Dundee is set to benefit from an “Aberdeen dividend” as oil and gas work spills out from the Granite City.
Dundee and Angus Chamber of Commerce president Tim Allan told business leaders at the city’s economic summit yesterday there was a huge opportunity for the region to tap-in to the burgeoning North Sea sector.
Specifically, Mr Allan said Dundee and Angus had a major role to play in providing workers for an industry which is suffering from a widening skills gap.
“What is not going to happen is any kind of concept of competing with Aberdeen. That would be entirely counter-productive,” Mr Allan said.
“What is going to drive any kind of Aberdeen dividend for this city is Aberdeen recognising there is value to be had from the quality of people we produce.
“They have an issue there with wage inflation, but the real issue is the skills shortage.”
Mr Allan said that close cooperation between legislators in Dundee and Angus and in Aberdeen could help identify opportunities and devise a strategy to “somehow share” the wealth derived from the North Sea.
“We have to demonstrate that we have the skills here, the appropriate training and appropriate facilities, to attract international businesses down here from Aberdeen because it makes sense for them.
“The Aberdeen dividend is a crucial opportunity for us. The renewables energy boom hasn’t perhaps manifested itself in the way expected it is a question of time, I believe but in the interim we have to make progress.”
In recent weeks Dundee and Angus have seen an upturn in oil and gas related work, with Certex a lifting gear and steel rope supplier for the offshore sector expanding its presence in Montrose, and Houston-based National Oilwell Varco moving into new premises at Dundee’s West Pitkerro Industrial Estate after outgrowing its long-term base in Angus.
Dundee-based MSP Jenny Marra queried whether any formal scoping exercise had been carried out into the scale of the oil and gas dividend opportunity.
She said that from anecdotal conversations she’d had, it appeared that firms operating in the sector were happy to spend the cash required to establish and maintain a base in Aberdeen.
Director of city development Mike Galloway said Dundee City Council was working in partnership with the City of Aberdeen to help it through the current “overheating” situation that had developed as investment in the North Sea grew.
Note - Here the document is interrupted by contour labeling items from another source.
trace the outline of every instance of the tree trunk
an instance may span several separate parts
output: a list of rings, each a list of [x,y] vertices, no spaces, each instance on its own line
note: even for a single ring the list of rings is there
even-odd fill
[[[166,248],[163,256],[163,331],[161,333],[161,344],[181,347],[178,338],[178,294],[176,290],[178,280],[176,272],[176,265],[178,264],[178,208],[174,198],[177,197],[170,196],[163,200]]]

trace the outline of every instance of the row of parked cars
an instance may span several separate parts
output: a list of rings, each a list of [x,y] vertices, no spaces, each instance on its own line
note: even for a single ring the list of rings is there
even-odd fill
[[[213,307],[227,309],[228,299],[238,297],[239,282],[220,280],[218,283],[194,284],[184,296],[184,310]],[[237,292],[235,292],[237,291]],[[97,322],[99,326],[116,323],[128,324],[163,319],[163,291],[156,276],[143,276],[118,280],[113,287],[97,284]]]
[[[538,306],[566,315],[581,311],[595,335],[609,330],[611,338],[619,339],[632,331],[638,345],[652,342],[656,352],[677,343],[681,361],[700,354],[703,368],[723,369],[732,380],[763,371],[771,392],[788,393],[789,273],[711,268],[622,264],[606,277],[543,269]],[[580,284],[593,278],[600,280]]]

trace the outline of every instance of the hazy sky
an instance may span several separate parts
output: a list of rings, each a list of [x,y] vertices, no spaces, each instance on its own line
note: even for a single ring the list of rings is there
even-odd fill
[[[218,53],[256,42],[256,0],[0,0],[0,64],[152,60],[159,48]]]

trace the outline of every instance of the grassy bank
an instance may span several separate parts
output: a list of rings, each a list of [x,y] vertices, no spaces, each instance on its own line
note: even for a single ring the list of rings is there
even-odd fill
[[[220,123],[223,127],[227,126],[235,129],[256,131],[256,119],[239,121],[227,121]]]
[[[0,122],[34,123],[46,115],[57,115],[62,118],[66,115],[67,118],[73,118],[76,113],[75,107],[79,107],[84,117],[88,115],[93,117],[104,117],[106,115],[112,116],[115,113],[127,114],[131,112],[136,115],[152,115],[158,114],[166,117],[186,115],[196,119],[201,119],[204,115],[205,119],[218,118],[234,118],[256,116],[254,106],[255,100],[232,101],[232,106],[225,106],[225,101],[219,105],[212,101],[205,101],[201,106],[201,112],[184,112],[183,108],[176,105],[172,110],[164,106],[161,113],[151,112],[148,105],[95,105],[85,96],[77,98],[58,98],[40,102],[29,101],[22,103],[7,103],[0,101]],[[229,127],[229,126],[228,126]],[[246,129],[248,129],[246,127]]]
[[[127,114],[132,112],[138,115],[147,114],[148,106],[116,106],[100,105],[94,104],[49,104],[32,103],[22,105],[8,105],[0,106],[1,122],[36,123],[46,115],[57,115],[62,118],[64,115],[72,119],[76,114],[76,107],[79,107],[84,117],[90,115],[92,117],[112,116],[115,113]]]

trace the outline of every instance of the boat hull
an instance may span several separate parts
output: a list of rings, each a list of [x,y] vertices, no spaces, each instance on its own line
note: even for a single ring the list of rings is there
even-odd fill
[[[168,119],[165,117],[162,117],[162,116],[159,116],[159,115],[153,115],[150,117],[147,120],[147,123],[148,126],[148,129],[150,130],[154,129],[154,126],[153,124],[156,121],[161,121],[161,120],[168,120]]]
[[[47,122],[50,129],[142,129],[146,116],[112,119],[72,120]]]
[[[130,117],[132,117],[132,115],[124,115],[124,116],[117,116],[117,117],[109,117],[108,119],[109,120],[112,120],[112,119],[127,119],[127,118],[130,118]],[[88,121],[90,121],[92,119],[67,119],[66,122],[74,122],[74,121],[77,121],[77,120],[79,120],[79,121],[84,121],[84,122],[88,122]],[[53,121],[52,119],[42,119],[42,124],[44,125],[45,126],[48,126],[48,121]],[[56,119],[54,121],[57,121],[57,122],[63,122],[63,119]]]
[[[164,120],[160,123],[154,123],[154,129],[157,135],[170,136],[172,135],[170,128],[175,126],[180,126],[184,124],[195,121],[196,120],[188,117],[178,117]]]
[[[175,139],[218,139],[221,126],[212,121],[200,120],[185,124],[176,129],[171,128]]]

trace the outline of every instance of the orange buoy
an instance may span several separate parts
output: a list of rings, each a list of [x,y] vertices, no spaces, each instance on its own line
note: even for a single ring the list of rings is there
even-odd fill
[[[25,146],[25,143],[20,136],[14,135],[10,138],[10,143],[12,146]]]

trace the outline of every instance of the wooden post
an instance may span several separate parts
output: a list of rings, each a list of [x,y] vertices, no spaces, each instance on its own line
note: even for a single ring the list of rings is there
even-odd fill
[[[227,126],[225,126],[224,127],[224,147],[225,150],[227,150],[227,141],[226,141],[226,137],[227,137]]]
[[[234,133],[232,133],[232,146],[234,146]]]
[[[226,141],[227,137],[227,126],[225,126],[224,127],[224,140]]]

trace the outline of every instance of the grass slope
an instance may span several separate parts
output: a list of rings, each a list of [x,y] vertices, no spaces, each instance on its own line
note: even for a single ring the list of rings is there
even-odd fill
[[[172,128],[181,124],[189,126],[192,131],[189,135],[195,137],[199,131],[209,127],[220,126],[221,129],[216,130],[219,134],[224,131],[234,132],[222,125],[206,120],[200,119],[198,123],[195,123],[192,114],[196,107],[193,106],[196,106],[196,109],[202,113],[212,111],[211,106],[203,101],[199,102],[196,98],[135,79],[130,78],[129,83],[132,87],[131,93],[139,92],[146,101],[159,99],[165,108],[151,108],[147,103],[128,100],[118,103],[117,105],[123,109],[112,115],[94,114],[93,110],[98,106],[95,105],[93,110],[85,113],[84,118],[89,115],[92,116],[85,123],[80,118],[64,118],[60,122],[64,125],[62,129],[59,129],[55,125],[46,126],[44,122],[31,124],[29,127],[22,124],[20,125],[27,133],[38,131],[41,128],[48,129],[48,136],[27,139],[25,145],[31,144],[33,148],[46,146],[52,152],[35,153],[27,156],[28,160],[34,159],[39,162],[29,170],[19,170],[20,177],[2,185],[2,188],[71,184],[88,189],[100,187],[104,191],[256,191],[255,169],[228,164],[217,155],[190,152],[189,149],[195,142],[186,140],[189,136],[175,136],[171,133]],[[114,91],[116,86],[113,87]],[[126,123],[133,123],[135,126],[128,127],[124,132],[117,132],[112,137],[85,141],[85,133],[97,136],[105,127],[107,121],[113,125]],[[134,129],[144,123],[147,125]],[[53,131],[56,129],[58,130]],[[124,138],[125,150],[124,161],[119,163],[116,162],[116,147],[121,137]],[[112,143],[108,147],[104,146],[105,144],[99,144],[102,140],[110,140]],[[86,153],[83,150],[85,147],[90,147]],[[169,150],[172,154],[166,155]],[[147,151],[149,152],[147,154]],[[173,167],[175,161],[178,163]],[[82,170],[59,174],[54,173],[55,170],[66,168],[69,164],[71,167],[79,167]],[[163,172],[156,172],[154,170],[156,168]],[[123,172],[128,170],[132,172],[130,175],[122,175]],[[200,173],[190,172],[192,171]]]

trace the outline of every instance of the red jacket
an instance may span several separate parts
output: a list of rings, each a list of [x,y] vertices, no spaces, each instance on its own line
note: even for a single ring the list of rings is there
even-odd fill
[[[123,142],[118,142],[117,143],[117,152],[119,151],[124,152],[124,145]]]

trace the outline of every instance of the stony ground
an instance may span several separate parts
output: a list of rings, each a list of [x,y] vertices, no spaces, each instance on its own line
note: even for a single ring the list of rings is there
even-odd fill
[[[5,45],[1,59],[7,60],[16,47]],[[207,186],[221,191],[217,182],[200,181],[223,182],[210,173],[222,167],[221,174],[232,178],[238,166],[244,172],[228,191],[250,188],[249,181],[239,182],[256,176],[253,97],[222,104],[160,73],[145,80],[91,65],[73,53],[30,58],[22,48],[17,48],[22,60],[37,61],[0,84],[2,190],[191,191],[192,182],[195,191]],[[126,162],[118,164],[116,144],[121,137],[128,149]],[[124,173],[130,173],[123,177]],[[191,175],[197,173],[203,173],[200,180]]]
Mr Galloway told delegates he expected oil and gas would “feature quite heavily” in Dundee’s economy in future as a result.
He said oil and gas firms tended to bunch together on industrial estates in and around Aberdeen, but there were opportunities for developing that sector elsewhere.
However, on an immediate basis he said Dundee was well placed to assist with the skills shortage in the industry.
“Over the last year we have had several sessions up in Aberdeen where we have given presentations to the business community there,” Mr Galloway said.
“There is a lot of cash wallowing around up there (amongst oil and gas firms) but very often they like to stay together in a locational sense. But what they are really suffering from is a skills shortage, and Dundee can definitely benefit from that.”